Day 11 - BIKE: Enkhuizen - Oosterleek - Schellinkhout - Hoorn - Scharwoude -
Oosthuizen - Kwadijk - Edam - Volendam
Following the dike along the IJsselmeer we have a great view on the surrounding land and water. We reach Hoorn, the third town of the old Southern Sea cities: a beautiful, old and interesting place to spend some time. The old harbour still is a beauty for it's historic looks.
The long group bikes over the bottom of some former lakes. The small old towns there are located on former islands. You can still see the waterworks of those days when the main income was fishing including whale catching! These lakes were made into land in the 16th century with money of the Amsterdam merchants.
The short group bikes along the lakeside and meets the other group again in Edam, the city of cheese. Here we have a little stop to stroll around the old streets before we go on to Volendam, which is only 6km away.
Volendam is famous for its traditional costumes. It is a Catholic fishing village in a Protestant environment. The main income today is tourism along with eel fishing.
Amsterdam was founded by fishermen who created a dam in the river Amstel: Amsteldam. The city grew bigger and bigger. Every time they expanded, another canal was dug for the defense of the city. If you have a look at the map of the center you can clearly see the circles of canals which mark each expansion.
On this day off you can enjoy Amsterdam by yourself.
MUSEUMS AND ATTRACTIONS IN AMSTERDAM
Most museums are open from 10 a.m. - 5 p.m. except the Anne Frank house, which opens from 9 a.m. - 9 p.m. April - Aug. and 9 a.m. - 7 p.m. Sept. - Oct.
Rijksmuseum. Stadhouderskade 42. Paintings of the Dutch masters: Rembrandt, Jan Steen, Frans Hals, Johannes Vermeer etc. | Cost: € 9.00 / museum pass free.
Van Gogh Museum. Paulus Potterstraat 7. Vincent van Gogh. | Cost: € 10. Museum pass free.
The house of Anne Frank. Prinsengracht 263. The hiding place of the jewish Anne Frank and her family during World War II. | Cost: € 7.50.

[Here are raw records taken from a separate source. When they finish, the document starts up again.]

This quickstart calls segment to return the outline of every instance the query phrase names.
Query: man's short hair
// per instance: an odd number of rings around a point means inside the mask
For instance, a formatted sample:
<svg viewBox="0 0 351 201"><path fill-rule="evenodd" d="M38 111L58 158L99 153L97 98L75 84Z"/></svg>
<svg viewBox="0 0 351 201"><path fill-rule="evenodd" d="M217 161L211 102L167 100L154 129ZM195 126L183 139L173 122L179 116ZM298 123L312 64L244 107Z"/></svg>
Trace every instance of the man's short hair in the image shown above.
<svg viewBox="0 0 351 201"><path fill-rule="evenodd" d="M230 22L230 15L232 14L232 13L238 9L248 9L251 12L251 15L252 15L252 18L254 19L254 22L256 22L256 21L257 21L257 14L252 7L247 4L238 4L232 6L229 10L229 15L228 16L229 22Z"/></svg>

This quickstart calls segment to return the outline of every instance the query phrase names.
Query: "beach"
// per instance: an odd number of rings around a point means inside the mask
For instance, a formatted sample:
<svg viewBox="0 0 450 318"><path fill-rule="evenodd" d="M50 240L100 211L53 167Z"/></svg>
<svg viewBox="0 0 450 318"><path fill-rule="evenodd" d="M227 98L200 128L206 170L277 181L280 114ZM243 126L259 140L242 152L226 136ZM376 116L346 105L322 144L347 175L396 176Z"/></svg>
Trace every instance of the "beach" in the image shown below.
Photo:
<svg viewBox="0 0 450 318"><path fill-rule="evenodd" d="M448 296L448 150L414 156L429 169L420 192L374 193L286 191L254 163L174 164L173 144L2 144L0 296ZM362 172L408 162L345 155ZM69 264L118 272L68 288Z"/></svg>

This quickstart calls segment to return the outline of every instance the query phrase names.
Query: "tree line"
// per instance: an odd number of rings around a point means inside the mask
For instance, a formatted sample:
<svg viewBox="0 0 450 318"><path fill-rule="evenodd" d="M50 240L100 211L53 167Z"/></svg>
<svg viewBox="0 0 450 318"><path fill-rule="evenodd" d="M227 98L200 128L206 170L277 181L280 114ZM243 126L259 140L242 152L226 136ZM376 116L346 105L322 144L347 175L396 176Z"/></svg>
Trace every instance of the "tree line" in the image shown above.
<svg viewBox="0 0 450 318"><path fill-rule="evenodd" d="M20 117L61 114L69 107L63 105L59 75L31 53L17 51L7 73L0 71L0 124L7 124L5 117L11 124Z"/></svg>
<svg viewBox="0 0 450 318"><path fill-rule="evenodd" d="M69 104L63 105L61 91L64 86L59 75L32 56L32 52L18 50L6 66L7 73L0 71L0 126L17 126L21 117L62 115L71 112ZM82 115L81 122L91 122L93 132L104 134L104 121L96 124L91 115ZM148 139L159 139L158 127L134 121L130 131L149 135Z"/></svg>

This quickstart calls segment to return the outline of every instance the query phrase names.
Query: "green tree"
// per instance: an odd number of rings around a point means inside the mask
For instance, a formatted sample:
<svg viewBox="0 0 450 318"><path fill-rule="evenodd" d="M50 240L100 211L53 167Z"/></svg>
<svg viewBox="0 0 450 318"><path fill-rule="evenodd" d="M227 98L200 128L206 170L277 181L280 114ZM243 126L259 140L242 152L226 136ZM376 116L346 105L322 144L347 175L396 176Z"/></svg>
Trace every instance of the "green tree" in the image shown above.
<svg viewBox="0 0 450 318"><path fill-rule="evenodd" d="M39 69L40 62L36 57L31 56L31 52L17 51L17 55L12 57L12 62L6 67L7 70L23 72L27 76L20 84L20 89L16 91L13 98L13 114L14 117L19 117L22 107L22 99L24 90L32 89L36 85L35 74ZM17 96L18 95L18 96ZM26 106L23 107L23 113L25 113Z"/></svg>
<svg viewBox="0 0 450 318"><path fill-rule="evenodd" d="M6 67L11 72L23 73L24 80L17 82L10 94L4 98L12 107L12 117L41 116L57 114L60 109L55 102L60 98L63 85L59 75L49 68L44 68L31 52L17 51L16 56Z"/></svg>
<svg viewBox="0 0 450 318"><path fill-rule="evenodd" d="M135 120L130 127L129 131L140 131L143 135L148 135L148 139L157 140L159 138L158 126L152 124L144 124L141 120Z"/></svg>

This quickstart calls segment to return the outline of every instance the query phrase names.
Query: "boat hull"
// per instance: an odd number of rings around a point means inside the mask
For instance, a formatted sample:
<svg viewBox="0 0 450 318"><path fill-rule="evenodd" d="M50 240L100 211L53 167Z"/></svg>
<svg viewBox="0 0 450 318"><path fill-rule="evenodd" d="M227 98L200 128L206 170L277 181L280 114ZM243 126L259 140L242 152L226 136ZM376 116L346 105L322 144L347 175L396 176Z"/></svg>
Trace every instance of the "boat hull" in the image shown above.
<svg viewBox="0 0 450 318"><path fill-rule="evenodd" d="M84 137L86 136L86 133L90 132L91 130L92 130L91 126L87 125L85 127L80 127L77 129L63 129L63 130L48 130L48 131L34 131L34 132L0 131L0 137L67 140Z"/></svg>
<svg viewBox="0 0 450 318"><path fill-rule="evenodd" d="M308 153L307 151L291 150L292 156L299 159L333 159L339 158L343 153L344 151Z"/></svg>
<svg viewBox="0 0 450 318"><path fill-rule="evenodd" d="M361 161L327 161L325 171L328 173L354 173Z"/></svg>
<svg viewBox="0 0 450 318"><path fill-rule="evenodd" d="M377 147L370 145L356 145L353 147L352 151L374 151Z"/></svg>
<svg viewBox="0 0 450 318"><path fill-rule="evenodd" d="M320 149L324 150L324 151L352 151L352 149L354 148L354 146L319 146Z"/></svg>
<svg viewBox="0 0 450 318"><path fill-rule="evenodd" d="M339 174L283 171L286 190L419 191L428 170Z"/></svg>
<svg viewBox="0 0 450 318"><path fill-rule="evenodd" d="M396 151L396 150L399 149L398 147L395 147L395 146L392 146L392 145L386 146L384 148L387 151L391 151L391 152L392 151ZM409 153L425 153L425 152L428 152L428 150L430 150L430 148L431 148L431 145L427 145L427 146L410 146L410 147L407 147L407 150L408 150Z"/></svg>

Our Lord in the Attic. Oudezijds Voorburgwal 40. Hidden catholic church. It looks like a house from the outside but is a beautiful church inside. | Cost: € 7.00 / museum pass free.
Museum the Rembrandt house. Jodenbreestraat 4. In this house Rembrandt lived and worked. Here he taught his pupils how to paint. In this museum you will see no paintings of Rembrandt, but 250 of his etchings and drawings. Plus paintings of his masters like Pieter Lastman. | Cost: € 7.50/ museum pass free.